We sang again, and closed our ceremony. Then some of us went outside to burn those little crumpled papers from the salad bowl. We went downstairs and reported that the "bad stuff" had been released to the universe, news received to general rejoicing.

I'm thinking that simple ceremonies have a place in our church calendar, ceremonies that invite inner work rather than sermons that stimulate thinking and reflection. Not every week, but from time to time.

Friday, December 14, 2007

A Step Toward Marriage Equality

I'm excited! The State of New Hamphshire is about to have legal Civil Unions. That means gay and lesbian couples can have at least some of the rights and responsibilites married heterosexual couples have. It has real practical importance for many -- health insurance as a family has got to be better than health insurance as two individuals -- even though the benefits are limited. To me, the real importance of this step toward "civilizing" same-gender commitments is that it signals a shift in social attitudes. The conferring of legal recognition, however limited, confers the dignity of being recognized before the law. Couples raising children together need not pretend to have some other kind of relationship than the one they have. They can come out of the shadows and be themselves. Families.
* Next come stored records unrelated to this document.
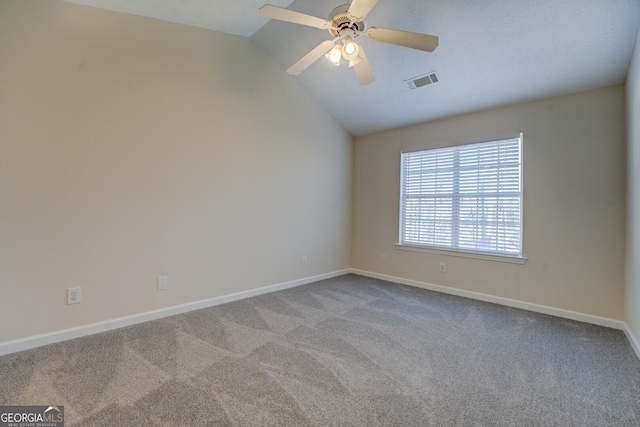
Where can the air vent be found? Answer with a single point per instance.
(423, 80)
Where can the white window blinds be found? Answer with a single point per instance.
(465, 197)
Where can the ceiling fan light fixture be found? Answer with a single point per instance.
(350, 49)
(354, 61)
(334, 55)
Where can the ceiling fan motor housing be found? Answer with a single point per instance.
(340, 21)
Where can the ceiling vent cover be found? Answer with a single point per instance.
(423, 80)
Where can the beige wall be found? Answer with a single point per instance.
(132, 148)
(574, 204)
(632, 295)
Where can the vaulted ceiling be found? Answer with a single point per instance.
(491, 53)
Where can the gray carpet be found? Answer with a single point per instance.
(350, 351)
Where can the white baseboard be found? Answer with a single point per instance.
(635, 343)
(553, 311)
(108, 325)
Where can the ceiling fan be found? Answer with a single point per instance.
(345, 23)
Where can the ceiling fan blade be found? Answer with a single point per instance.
(363, 70)
(404, 38)
(359, 9)
(311, 57)
(281, 14)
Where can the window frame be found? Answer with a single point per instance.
(467, 253)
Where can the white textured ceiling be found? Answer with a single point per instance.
(492, 52)
(238, 17)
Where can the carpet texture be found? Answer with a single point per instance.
(349, 351)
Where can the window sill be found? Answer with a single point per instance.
(464, 254)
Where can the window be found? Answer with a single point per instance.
(465, 198)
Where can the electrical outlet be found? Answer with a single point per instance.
(74, 295)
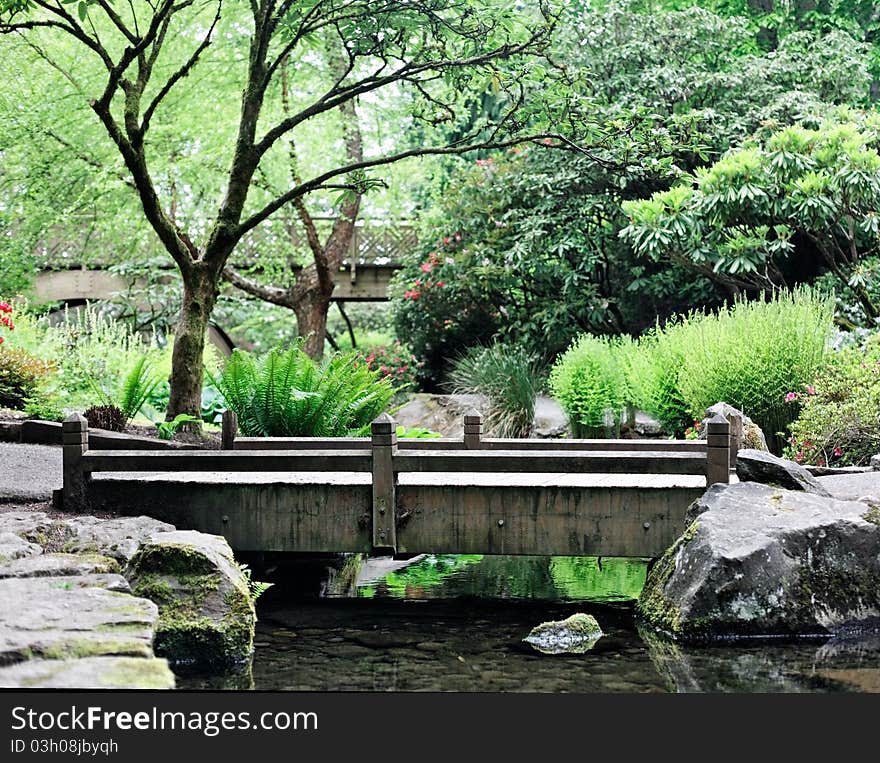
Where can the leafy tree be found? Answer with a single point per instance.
(775, 212)
(527, 244)
(431, 50)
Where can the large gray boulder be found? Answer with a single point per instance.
(576, 634)
(89, 673)
(759, 560)
(118, 538)
(757, 466)
(73, 617)
(58, 565)
(207, 614)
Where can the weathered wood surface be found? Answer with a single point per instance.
(450, 443)
(611, 462)
(321, 517)
(599, 521)
(225, 461)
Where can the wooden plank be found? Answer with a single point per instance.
(575, 521)
(318, 518)
(302, 443)
(346, 443)
(611, 462)
(661, 446)
(450, 443)
(226, 461)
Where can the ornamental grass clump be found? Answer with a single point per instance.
(839, 414)
(287, 394)
(589, 380)
(509, 378)
(652, 371)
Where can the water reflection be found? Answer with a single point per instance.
(562, 578)
(457, 623)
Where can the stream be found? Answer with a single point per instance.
(456, 623)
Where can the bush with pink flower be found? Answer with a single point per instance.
(839, 420)
(395, 362)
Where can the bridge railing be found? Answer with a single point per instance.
(385, 457)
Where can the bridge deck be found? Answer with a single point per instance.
(441, 512)
(478, 479)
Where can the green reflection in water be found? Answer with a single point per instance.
(559, 578)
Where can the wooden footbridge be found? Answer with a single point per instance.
(470, 495)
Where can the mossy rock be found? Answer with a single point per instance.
(206, 613)
(763, 561)
(576, 634)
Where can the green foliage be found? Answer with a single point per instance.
(133, 390)
(776, 212)
(107, 416)
(418, 433)
(652, 366)
(167, 429)
(395, 362)
(22, 377)
(751, 354)
(256, 588)
(839, 419)
(589, 381)
(287, 394)
(510, 379)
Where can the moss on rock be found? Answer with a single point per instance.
(206, 614)
(653, 606)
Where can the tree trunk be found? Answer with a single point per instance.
(311, 322)
(187, 360)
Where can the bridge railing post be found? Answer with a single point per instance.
(473, 429)
(717, 450)
(229, 431)
(75, 442)
(383, 445)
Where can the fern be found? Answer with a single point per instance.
(136, 387)
(287, 394)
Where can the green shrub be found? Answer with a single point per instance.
(749, 355)
(839, 421)
(132, 390)
(287, 394)
(394, 361)
(509, 378)
(652, 371)
(22, 377)
(753, 353)
(590, 383)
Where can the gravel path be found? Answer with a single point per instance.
(28, 473)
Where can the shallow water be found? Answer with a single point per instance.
(457, 624)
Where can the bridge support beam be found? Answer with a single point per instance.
(473, 429)
(75, 442)
(384, 447)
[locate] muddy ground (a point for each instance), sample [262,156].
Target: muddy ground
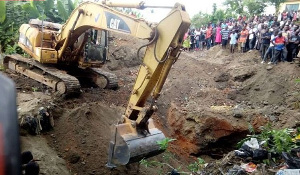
[207,104]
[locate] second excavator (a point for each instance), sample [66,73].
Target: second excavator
[63,54]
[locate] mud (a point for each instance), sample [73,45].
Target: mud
[207,104]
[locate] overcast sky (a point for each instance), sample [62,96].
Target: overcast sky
[192,7]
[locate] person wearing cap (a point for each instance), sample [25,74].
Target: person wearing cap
[265,43]
[208,36]
[279,43]
[270,51]
[243,39]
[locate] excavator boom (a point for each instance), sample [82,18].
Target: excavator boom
[136,137]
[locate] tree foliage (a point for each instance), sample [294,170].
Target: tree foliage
[236,6]
[16,13]
[276,3]
[255,7]
[3,11]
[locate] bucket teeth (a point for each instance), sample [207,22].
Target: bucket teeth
[128,146]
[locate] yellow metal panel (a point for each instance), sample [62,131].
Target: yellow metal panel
[46,55]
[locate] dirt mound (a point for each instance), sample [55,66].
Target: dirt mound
[81,137]
[123,51]
[222,95]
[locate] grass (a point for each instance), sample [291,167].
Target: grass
[1,67]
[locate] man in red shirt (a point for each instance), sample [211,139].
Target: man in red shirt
[243,38]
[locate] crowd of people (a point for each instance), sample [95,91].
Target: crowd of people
[276,37]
All kinds of families need all the help they can get. They get it in our Unitarian Universalist churches, and I'm thrilled that they now get it in some other faiths as well. And now they get a little nudge in the right direction from the State of New Hampshire. Stable, loving relationships are a gift from the Cosmos. They are also the product of deep commitment by the people involved plus acceptance and encouragement by family and frieds, church and community, yes, even State.

So in the early moments of 2008, I plan to be standing on the State House steps blessing and making legal the commitments of as many same-gender couples as come forward to participate. And for those of you who are elsewhere, I invite you to raise a glass to toast this sea-change in New Hampshire. From then on, things will be different for same-gender couples who make commitments to one another here in the Granite State, for those commitments will be made on a firm foundation undergirded with law.

It's not full marriage equality, but it's a start.

Wednesday, December 5, 2007

A Conference to Remember

I attended the every-other-year conference of the International Council of Unitarians and Universalists (ICUU) at the beginning of November, in Oberwesel, Germany, not far from Frankfurt. The organizers had assured us that it was a very lovely site, and indeed it is. We stayed in a youth hostel on top of one of the steep hills beside the Rhine River, right next door to a real medieval castle. We strolled through a village with medieval ramparts that once protected it from marauders. And we sampled wine made from grapes that grow on nearby hills.


But we didn't do much tourist stuff. We were there to confer, to meet other Unitarians and Unitarian Universalists, and to help our tiny worldwide movement grow. We are transforming from a primarily anglophone movement into one that operates in multiple languages. Still, the conference is held in English, and everyone who attends really needs to speak and understand English.


There was solid representation from our English-speaking communities in England, South Africa, Australia, New Zealand, Canada, and the United States. Plus, there is an organization of fellowships started by Unitarian Universalist expatriates with congregations around Europe. The biggest groups that don't speak English as their first language are from Transylvania (in Romania) and from Northeastern India, in the Khasi Hills. There are smaller and emerging groups in many places -- Italy, Spain, Mexico, Pakistan, Indonesia, the Philippines, Kenya, Burundi, Nigeria -- and individual people working to gather congregations in Bolivia, Argentina, and other places.

The practices of Unitarians (mostly they call themselves Unitarians) and Unitarian Universalists around the world vary considerably, as do their circumstances. It is good to be such a diverse group, energizing to be ourselves in conversation with one another.